Obviamente, isso não significa nem por um momento que a História se degenera em um conceito in-temporal. Pelo contrário, o termo História do ser esconde a temporalidade mais radical do próprio ser. Mas então, o Tempo deve ser entendido em um sentido mais original. Heidegger fala dele apenas com parcimônia em suas publicações recentes. Aqui, reunidas, estão todas as indicações sobre esse assunto:
Primeiro, meditemos sobre o fato de que “ser” significa inicialmente “ser presente” (Anwesen), e “ser presente”: durar em se dirigindo ao aberto (GA7 :VA, 229).Ser significa presença… a presença só surge onde o aberto já estende seu reinado. Mas na medida em que é a permanência entrando no aberto, o presente está no agora. É por isso que a presença pertence não apenas ao aberto, mas também ao agora (Gegenwart). Esse agora que reina na presença é um caráter do Tempo. Mas seu modo de ser não pode ser compreendido de forma alguma por meio do conceito tradicional de tempo (VA, 142 e seguintes).Para nós, εἶναι e οὐσία, como παρ- e ἀποὐσία, dizem acima de tudo: na acomodação da presença reina, impensado, o agora e a permanência, reina o Tempo. O ser como tal irrompe do Tempo. Assim, o Tempo se refere ao aberto sem retirada, ou seja, à verdade do ser. Mas o Tempo que deve ser pensado agora não é experimentado no fluxo móvel do ente. O Tempo é manifestamente de uma natureza completamente diferente que não apenas ainda não foi pensada pelo conceito metafísico de tempo, mas também não pode ser pensada de forma alguma com ele. É dessa forma que o Tempo se torna o primeiro nome, ainda a ser meditado, da verdade do ser, que ainda teremos que experimentar antes de tudo (GA9 :WM, 17 e seguintes).A essência epocal do ser surge do caráter temporal do ser; ela caracteriza a essência do Tempo pensado no ser. O que geralmente é representado sob esse nome é meramente o vazio da aparência do tempo extraído do ente tomado como objeto (GA5 :Hw , 311).A História do ser é atravessada e dominada, durante a época da Metafísica, por um modo de ser impensado do Tempo (GA9 :WM, 18).
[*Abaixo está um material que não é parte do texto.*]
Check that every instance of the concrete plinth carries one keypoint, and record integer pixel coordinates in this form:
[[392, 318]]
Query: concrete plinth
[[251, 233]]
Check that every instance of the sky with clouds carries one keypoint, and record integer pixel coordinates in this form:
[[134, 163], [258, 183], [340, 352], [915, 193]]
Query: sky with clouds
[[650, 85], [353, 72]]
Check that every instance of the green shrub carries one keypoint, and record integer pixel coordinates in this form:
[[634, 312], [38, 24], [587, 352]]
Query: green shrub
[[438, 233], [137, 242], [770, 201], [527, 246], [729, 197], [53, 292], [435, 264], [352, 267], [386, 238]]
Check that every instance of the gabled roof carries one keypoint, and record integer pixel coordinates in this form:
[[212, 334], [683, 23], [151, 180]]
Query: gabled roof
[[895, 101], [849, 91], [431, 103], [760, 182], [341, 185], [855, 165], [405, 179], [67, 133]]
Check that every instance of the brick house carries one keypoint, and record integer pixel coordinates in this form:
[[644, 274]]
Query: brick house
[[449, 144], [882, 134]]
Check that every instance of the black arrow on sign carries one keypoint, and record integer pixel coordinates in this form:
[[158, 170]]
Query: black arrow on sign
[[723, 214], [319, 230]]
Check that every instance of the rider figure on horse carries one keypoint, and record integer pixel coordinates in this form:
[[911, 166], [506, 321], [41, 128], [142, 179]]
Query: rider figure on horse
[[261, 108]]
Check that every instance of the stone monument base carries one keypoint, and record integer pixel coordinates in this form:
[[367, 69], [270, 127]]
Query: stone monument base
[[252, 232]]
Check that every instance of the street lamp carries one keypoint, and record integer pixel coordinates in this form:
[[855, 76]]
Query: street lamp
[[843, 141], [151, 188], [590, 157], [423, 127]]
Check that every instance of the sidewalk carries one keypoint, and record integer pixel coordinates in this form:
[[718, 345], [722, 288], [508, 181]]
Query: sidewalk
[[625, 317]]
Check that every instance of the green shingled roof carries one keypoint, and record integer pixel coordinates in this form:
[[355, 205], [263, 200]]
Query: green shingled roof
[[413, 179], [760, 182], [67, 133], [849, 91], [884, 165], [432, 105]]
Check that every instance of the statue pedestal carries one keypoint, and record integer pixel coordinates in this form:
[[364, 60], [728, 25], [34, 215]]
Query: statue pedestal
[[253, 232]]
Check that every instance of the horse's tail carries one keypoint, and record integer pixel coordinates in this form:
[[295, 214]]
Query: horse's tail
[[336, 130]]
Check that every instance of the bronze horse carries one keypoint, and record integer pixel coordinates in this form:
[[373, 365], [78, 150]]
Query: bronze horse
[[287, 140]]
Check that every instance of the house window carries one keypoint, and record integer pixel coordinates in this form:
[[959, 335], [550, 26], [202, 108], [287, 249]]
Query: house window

As últimas citações trazem à tona o conceito, extremamente importante em seu contexto, na época, como desenvolvido no texto sobre A Palavra de Anaximandro (GA5 , 1946):
O ser se retira enquanto declina no ente.Assim, o ser mantém sua verdade…Podemos chamar de ἐποχή do ser essa retenção iluminadora da verdade de sua essência…. Ele é pensado a partir da experiência do esquecimento do ser.
Enquanto o ser retém a verdade de sua essência, a essência do Tempo, por meio da qual ele é atravessado e dominado, é, por sua vez, velada. Mas é precisamente nisso que a História existe, nisso que o destino do ser é epocal, ou seja, uma retenção esclarecedora. Sem vagar, não haveria relação de Destino a Destino, não haveria História (GA5 :Hw , 311). A história (das Geschieht), como a montanha (Gebirge) para os montes, é, determinando e reunindo na origem, a característica fundamental dos destinos do compartilhamento [Partage] (GA4 :E 101) [2].
Isso significa que a História é a característica fundamental das épocas do ser e, portanto, a História do ser no sentido mais verdadeiro da palavra. A história é o lugar do ter, ou, com a palavra que Heidegger prefere hoje, o vir a si do ser (das Ereignis des Seins).